What are the Vedas? They are no mere holy books in Hinduism, but eternal, without a beginning or an end, spiritual laws discovered by rishis. Swami Vivekananda says that they are ‘the accumulated treasury of spiritual laws.’
Veda means the sum total of eternal truths; the Vedic Rishis experienced those truths; they can be experienced only by seers of the supersensuous … That is why in the Vedas the term Rishi means ‘the seer of the truth of the Mantras’, and not any Brahmin with the holy thread hanging down the neck. The division of society into castes came about later on.
Veda is of the nature of Shabda or of idea. It is but the sum total of ideas. Shabda, according to the old Vedic meaning of the term, is the subtle idea, which reveals itself by taking the gross form later on. So owing to the dissolution of the creation the subtle seeds of the future creation become involved in the Veda.
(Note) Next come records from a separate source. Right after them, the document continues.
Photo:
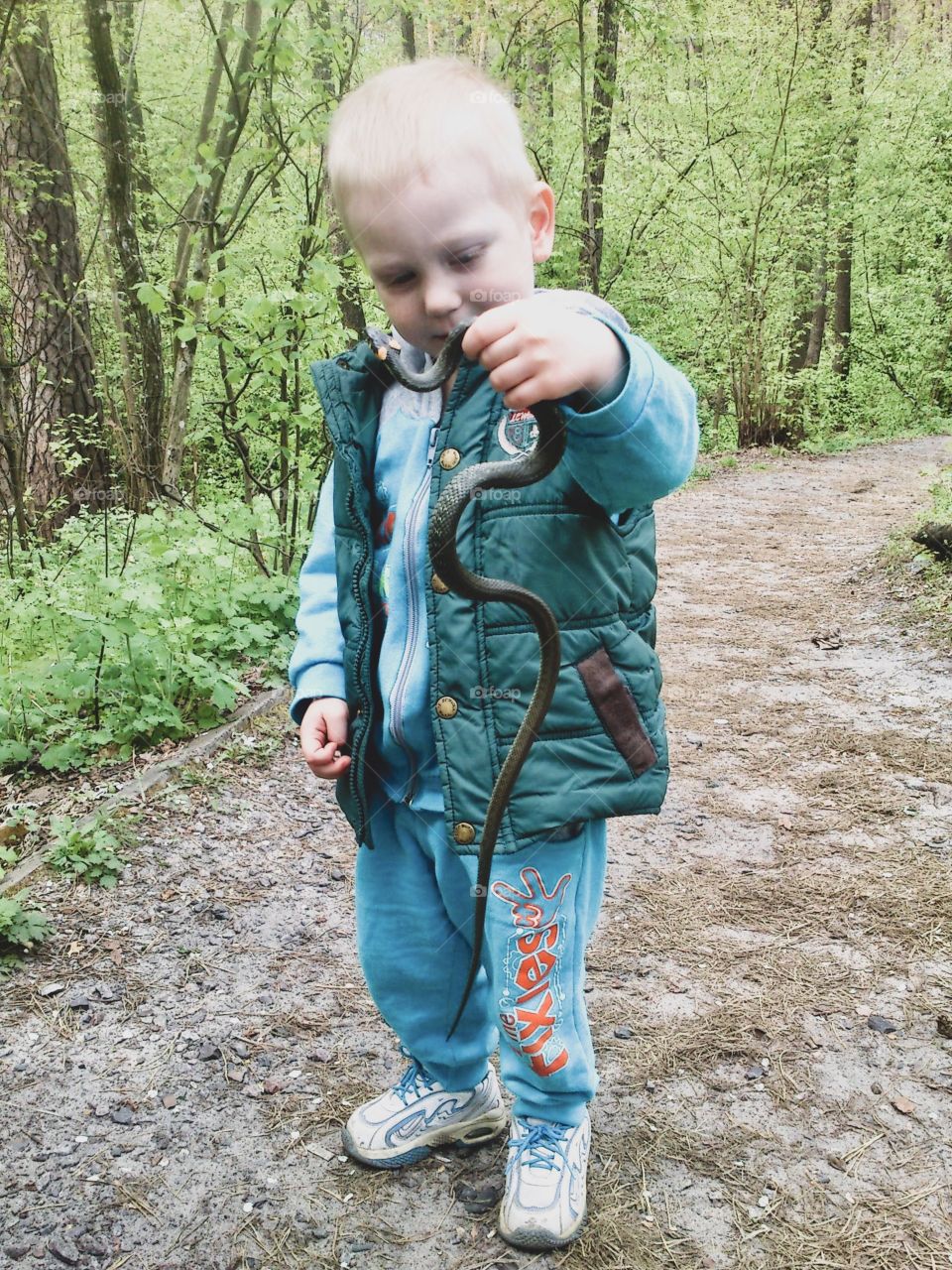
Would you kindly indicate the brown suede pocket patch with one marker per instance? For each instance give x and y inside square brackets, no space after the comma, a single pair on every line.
[616,707]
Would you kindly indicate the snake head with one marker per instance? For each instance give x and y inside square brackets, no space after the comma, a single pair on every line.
[381,343]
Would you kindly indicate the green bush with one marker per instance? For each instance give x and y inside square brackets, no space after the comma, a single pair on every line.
[130,630]
[90,855]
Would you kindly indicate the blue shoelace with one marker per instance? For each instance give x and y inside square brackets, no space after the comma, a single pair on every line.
[543,1146]
[412,1080]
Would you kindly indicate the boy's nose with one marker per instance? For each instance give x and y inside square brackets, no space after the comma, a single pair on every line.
[442,296]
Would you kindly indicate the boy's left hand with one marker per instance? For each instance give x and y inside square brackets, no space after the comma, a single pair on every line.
[537,350]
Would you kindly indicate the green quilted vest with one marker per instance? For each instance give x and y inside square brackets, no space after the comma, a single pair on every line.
[602,749]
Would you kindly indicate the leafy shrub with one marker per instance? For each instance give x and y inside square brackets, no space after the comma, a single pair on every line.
[130,630]
[91,855]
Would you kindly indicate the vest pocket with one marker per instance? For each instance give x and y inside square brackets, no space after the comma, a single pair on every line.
[615,706]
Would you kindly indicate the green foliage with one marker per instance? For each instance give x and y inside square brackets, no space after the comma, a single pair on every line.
[91,853]
[103,656]
[918,576]
[21,925]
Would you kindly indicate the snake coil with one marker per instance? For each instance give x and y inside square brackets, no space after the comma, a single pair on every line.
[506,474]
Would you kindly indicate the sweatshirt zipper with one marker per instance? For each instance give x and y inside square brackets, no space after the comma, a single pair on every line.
[413,615]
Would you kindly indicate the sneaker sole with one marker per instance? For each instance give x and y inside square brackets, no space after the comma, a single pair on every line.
[472,1134]
[532,1238]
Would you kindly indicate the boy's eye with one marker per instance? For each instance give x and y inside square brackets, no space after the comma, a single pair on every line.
[467,257]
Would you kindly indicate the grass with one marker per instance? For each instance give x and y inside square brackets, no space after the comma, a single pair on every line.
[916,578]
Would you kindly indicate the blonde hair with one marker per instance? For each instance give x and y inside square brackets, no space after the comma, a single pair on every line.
[404,121]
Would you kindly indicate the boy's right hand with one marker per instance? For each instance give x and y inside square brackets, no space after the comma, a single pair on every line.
[324,737]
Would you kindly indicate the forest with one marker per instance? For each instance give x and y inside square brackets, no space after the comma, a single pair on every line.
[763,190]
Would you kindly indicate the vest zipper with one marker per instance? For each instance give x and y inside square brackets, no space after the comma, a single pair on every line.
[365,703]
[413,617]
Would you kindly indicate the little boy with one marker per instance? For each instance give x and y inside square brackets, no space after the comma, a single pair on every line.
[409,697]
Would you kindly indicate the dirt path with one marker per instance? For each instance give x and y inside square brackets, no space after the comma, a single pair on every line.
[177,1101]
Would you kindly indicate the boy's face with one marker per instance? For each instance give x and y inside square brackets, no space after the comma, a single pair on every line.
[443,248]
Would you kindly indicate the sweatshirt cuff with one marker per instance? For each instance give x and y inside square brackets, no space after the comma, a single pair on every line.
[633,386]
[320,681]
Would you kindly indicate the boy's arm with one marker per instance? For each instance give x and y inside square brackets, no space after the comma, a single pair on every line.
[316,666]
[638,441]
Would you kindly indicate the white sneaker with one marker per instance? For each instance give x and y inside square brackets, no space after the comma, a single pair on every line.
[543,1206]
[404,1123]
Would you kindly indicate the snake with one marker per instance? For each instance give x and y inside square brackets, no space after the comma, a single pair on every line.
[527,468]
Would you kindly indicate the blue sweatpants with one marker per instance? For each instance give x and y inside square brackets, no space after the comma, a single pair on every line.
[414,899]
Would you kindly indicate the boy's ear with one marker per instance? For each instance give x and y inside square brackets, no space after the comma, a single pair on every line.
[542,221]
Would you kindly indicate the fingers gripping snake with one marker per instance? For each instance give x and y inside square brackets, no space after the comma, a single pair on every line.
[506,474]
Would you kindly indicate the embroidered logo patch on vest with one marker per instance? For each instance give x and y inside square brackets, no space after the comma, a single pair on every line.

All the created objects began to take concrete shape out of the Shabdas or ideas in the Veda. For in Shabda or idea, all gross objects have their subtle forms … the Shabda-state of every object is its subtle state, and the things we see, hear, touch, or perceive in any manner are the gross manifestations of entities in the subtle or Shabda state. Just as we may speak of the effect and its cause. Even when the whole creation is annihilated, the Shabda, as the consciousness of the universe or the subtle reality of all concrete things, exists in Brahman as the cause. At the point of creative manifestation, this sum total of causal entities vibrates into activity, as it were, and as being the sonant, material substance of it all, the eternal, primal sound of ‘Om’ continues to come out of itself. And then from the causal totality comes out first the subtle image or Shabda-form of each particular thing and then its gross manifestation. Now that causal Shabda, or word-consciousness, is Brahman, and it is the Veda. This is the purport of Sayana.
Source - Complete Works Of Swami Vivekananda 6.496–8.